I checked out the project and indeed it does repeat sprites, but what I’m really looking for is to have a single sprite component attached to a game object and have that sprite (sprite texture’s, maybe?) scroll, not repeat. Essentially, as each sprite’s row of pixels gets shifted downwards (if we’re talking vertical scrolling)and the very bottom row disappears, it should reappear as the top row of pixels seamlessly. And this effect can be achieved but only if you have a sprite who’s size is a power of two (1024x512, for example) because only this way you can fill an atlas page, otherwise the atlas will have transparent parts and those will appear as black parts inside the sprite as the pixels are being scrolled.
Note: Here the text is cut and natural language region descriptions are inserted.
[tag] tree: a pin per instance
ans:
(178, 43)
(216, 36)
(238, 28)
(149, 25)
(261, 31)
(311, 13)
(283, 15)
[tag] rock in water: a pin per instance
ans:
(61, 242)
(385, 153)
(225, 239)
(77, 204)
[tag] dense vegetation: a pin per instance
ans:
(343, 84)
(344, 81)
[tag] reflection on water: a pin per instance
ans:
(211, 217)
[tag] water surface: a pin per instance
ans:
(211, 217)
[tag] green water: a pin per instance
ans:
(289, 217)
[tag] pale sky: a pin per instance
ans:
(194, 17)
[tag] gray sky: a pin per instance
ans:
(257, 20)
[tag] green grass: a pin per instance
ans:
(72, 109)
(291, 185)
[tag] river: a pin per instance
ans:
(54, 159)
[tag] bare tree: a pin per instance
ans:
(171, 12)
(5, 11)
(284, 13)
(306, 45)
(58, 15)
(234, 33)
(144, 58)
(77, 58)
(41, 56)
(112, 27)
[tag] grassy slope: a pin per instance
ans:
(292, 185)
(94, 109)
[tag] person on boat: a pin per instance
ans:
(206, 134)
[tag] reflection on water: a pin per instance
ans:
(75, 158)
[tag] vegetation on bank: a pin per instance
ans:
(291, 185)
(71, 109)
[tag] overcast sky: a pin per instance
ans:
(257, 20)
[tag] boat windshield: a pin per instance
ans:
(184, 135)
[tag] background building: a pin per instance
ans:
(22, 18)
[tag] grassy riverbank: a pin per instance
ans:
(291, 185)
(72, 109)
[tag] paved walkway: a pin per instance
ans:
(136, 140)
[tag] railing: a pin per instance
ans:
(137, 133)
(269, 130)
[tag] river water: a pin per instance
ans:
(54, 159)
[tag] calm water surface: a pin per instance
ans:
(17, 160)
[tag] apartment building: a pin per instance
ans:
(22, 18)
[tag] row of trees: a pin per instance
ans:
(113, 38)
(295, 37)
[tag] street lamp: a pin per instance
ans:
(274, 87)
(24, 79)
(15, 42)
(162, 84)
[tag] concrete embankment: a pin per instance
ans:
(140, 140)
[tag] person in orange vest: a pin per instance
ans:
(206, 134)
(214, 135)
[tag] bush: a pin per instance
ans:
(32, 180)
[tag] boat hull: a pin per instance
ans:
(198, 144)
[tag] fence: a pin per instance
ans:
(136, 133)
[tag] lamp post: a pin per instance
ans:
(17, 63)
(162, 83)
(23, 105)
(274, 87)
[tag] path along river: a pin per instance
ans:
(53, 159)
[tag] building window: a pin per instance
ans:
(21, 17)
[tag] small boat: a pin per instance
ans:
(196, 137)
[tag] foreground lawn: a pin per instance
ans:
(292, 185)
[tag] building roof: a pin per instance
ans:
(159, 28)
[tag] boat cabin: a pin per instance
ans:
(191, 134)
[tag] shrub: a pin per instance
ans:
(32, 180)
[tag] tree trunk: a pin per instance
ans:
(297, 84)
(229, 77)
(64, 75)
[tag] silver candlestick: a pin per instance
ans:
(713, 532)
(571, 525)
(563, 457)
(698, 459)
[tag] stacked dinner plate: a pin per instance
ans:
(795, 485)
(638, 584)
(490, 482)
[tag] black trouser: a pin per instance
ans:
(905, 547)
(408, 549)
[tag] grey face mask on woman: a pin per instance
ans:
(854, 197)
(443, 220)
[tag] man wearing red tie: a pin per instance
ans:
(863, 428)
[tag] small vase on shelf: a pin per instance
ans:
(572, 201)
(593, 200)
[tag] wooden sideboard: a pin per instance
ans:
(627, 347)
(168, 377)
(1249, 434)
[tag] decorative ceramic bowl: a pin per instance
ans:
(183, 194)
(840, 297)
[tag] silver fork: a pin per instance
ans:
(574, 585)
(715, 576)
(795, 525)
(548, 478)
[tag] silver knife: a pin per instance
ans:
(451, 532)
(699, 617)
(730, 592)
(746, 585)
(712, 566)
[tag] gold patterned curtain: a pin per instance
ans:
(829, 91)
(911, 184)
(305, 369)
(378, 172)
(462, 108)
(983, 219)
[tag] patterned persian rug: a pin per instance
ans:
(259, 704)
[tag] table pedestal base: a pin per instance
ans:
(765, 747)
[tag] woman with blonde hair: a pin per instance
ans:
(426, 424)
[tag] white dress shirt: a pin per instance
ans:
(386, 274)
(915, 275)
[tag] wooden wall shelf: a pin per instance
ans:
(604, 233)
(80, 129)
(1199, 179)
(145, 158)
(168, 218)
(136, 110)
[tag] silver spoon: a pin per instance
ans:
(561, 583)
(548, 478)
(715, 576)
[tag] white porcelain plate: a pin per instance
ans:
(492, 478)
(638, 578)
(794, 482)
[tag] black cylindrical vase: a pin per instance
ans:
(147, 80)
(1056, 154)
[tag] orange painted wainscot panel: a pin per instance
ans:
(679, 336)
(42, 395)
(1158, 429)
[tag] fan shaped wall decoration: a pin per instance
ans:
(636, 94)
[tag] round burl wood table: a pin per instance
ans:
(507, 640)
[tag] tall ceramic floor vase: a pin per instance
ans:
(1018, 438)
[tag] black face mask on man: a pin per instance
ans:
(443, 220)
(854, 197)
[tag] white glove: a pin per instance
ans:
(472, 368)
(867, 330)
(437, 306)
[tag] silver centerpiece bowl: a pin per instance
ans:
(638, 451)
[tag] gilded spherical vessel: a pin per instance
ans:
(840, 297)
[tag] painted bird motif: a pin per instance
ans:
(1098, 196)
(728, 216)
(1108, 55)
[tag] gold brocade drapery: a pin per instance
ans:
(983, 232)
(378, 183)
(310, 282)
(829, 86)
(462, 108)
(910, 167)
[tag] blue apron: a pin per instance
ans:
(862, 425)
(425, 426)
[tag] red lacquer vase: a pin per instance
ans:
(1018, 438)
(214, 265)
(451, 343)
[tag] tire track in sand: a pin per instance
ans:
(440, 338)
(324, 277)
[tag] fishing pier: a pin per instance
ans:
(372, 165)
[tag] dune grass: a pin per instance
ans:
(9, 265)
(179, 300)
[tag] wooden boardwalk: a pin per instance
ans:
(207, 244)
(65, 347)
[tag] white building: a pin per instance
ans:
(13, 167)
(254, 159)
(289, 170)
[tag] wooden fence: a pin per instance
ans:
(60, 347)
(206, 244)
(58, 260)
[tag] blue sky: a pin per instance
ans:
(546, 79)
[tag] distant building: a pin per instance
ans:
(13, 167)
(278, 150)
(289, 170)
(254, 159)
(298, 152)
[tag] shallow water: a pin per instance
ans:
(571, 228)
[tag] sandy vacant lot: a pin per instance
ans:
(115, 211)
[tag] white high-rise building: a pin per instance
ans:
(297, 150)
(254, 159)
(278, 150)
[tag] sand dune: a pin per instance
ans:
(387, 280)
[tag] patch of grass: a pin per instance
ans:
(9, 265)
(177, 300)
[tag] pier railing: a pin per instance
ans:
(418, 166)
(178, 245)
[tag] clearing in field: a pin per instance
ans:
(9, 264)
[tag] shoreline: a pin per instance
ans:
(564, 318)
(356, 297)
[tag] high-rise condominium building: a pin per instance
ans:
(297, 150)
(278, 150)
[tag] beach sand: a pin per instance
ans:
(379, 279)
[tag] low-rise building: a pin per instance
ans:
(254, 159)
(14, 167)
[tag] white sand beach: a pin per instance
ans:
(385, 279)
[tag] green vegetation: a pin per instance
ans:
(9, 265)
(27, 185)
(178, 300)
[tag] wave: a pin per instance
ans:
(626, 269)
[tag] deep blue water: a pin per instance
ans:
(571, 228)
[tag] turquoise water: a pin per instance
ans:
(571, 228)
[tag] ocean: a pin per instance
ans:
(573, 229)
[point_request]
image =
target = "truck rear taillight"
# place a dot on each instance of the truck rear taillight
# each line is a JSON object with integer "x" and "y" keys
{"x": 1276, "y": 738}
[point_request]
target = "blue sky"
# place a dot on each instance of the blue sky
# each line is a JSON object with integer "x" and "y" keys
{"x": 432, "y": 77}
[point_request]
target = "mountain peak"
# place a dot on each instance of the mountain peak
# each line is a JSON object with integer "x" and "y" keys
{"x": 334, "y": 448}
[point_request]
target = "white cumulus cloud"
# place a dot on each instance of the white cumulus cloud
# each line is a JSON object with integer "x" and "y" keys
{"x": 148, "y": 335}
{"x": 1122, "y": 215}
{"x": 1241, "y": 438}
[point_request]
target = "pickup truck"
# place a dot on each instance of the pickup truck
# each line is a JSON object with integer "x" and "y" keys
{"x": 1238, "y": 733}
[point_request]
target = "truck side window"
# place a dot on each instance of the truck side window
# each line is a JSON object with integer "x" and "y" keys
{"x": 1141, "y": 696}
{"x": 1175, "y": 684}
If you have a sprite that seamlessly repeats around the edges you can create an infinite seamless scrolling background in any direction.

Here is a Godot example of what I mean, scrolling in any arbitrary direction with a single shader file and 5 lines of code or so, regardless of the sprite’s size: https://www.youtube.com/watch?v=3RkRzyPiFvE

Added the ability to scroll texture to GitHub - Dragosha/defold-sprite-repeat: Texture repeat (tiling) shader. For Sprites and GUI box nodes.

9 Likes

Also, related to this, I think this ticket is something we want to do to help with this.

5 Likes

Thanks, @Dragosha ! You have achieved what I thought was impossible, amazing! The sprite scrolling now works for sprites with arbitrary sizes and with multiple sprites in the same atlas.

I took your project played around with it and now the sprite scrolling works great in any direction.

I added some runtime controls:

  • to change the sprite from a random cat image to a seamless pattern image (checkerboard).
  • to increase/decrease the scroll speed.
  • to activate/deactivate independent x and y scrolling.
  • reset the sprite’s position.

I think this could be a great starting project for someone looking to implement advanced sprite scrolling,.

There is one remaining BIG ISSUE (that I know of) - when the sprite wraps (at the seams) there is a little bit of flicker. If this could be solved then the sprite scrolling mechanic would be bulletproof.

In the future, if Defold would get the ability to scroll sprites with shaders in a much simpler way (closer to Godot’s approach) that would be preferable, since in this test project there is a LOT of code just to achieve basic sprite scrolling functionality.